Unsupervised learning clustering 1D array

Question

I am faced with the following array:

y = [1,2,4,7,9,5,4,7,9,56,57,54,60,200,297,275,243]

What I would like to do is extract the cluster with the highest scores. That would be

best_cluster = [200,297,275,243]

I have checked quite a few questions on stack on this topic and most of them recommend using kmeans. Although a few others mention that kmeans might be an overkill for 1D arrays clustering. However kmeans is a supervised learnig algorithm, hence this means that I would have to pass in the number of centroids. As I need to generalize this problem to other arrays, I cannot pass the number of centroids for each one of them. Therefore I am looking at implementing some sort of unsupervised learning algorithm that would be able to figure out the clusters by itself and select the highest one. In array y I would see 3 clusters as so [1,2,4,7,9,5,4,7,9],[56,57,54,60],[200,297,275,243]. What algorithm would best fit my needs, considering computation cost and accuracy and how could I implement it for my problem?

Answer 1

Try MeanShift. From the sklean user guide of MeanShift:

The algorithm automatically sets the number of clusters, ...

Modified demo code:

import numpy as np
from sklearn.cluster import MeanShift, estimate_bandwidth

# #############################################################################
# Generate sample data
X = [1,2,4,7,9,5,4,7,9,56,57,54,60,200,297,275,243]
X = np.reshape(X, (-1, 1))

# #############################################################################
# Compute clustering with MeanShift

# The following bandwidth can be automatically detected using
# bandwidth = estimate_bandwidth(X, quantile=0.2, n_samples=100)
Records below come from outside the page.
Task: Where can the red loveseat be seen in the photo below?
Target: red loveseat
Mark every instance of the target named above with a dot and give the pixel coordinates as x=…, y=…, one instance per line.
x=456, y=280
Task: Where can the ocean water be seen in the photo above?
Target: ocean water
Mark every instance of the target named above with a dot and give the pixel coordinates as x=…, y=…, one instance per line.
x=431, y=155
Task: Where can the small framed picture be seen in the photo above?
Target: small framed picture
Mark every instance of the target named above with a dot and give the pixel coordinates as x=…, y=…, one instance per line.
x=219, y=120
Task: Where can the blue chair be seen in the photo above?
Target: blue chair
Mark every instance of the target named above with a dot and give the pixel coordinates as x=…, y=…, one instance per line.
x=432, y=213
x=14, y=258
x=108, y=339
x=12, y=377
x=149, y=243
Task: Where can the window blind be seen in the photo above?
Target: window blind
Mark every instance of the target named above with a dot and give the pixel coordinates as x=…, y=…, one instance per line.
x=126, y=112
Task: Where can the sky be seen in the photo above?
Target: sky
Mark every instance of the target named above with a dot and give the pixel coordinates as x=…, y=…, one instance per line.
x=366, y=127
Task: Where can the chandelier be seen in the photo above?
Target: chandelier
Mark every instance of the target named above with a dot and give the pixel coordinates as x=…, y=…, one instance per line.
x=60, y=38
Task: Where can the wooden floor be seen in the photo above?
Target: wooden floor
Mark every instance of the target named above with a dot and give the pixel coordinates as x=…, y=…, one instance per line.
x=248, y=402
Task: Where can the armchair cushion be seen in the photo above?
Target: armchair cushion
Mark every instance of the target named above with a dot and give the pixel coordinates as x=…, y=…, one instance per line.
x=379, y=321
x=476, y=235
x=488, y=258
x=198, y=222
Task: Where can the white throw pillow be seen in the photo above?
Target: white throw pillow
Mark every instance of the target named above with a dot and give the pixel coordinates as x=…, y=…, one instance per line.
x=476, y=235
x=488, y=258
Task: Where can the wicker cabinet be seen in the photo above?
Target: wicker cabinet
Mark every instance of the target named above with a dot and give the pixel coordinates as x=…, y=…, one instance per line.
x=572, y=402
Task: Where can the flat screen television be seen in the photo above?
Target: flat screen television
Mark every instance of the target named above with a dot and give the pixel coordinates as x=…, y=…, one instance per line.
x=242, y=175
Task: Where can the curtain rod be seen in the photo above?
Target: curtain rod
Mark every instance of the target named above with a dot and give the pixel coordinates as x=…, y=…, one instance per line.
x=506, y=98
ms = MeanShift(bandwidth=None, bin_seeding=True)
ms.fit(X)
labels = ms.labels_
cluster_centers = ms.cluster_centers_

labels_unique = np.unique(labels)
n_clusters_ = len(labels_unique)

print("number of estimated clusters : %d" % n_clusters_)
print(labels)

Output:

number of estimated clusters : 2
[0 0 0 0 0 0 0 0 0 0 0 0 0 1 1 1 1]

Note that MeanShift is not scalable with the number of samples. The recommended upper limit is 10,000.

---

BTW, as rahlf23 already mentioned, K-mean is an unsupervised learning algorithm. The fact that you have to specify the number of clusters does not mean it is supervised.

See also:

• Overview of clustering methods

• Choosing the right estimator

Answer 2

Clustering is overkill here

Just compute the differences of subsequent elements. I.e. look at x[i]-x[i-1].
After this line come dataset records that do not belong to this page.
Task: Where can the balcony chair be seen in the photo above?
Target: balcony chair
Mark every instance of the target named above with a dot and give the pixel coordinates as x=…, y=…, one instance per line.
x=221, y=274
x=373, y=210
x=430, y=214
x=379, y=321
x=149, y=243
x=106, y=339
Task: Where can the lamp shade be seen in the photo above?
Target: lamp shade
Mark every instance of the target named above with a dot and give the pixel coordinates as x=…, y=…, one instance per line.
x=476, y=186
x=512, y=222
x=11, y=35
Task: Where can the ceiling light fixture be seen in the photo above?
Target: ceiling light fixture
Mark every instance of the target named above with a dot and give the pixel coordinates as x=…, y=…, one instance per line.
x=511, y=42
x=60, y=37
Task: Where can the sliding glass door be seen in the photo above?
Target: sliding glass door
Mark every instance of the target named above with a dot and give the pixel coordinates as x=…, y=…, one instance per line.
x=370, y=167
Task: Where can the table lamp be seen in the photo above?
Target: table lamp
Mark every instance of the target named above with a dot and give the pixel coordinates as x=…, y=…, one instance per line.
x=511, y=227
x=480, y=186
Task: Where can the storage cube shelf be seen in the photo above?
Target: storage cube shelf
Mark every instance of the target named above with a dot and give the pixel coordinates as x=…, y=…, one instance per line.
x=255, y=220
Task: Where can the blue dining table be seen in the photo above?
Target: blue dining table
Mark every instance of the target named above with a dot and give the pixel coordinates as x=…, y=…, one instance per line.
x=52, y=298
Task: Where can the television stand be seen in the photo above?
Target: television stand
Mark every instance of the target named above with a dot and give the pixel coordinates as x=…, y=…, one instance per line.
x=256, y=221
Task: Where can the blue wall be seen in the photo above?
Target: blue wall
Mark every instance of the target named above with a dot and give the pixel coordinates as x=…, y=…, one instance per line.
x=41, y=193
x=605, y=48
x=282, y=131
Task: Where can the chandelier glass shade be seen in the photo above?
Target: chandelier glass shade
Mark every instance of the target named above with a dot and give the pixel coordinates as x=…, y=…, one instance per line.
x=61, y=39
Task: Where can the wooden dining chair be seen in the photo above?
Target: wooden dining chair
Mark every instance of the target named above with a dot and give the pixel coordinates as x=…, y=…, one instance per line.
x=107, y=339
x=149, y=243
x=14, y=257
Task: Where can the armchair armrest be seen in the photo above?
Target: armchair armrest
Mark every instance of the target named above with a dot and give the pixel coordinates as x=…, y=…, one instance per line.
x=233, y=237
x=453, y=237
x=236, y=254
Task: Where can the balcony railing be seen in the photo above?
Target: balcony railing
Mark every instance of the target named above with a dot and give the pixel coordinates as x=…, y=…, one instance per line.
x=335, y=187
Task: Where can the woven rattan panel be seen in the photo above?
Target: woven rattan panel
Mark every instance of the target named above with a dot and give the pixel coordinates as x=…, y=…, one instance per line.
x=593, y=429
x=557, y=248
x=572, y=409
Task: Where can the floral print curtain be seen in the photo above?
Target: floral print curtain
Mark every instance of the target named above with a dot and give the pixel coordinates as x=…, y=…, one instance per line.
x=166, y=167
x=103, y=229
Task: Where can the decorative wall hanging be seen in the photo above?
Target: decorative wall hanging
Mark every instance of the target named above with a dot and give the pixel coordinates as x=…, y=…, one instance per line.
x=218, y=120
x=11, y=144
Choose the k largest differences as split points. Or define a threshold on when to split. E.g. 20. Depends on your data knowledge.

This is O(n), much faster than all the others mentioned. Also very understandable and predictable.

On one dimensional ordered data, any method that doesn't use the order will be slower than necessary.

Answer 3

HDBSCAN is the best clustering algorithm and you should always use it.

Basically all you need to do is provide a reasonable min_cluster_size, a valid distance metric and you're good to go.

For min_cluster_size I suggest using 3 since a cluster of 2 is lame and for metric the default euclidean works great so you don't even need to mention it.

Don't forget that distance metrics apply to vectors and here we have scalars so some ugly reshaping is in order.

To put it all together and assuming by "cluster with the highest scores" you mean the cluster that includes the max value we get:

from hdbscan import HDBSCAN
import numpy as np

y = [1,2,4,7,9,5,4,7,9,56,57,54,60,200,297,275,243]
y = np.reshape(y, (-1, 1))

clusterer = HDBSCAN(min_cluster_size=3)
cluster_labels = clusterer.fit_predict(y)

best_cluster = clusterer.exemplars_[cluster_labels[y.argmax()]].ravel()
print(best_cluster)

The output is [297 200 275 243]. Original order is not preserved. C'est la vie.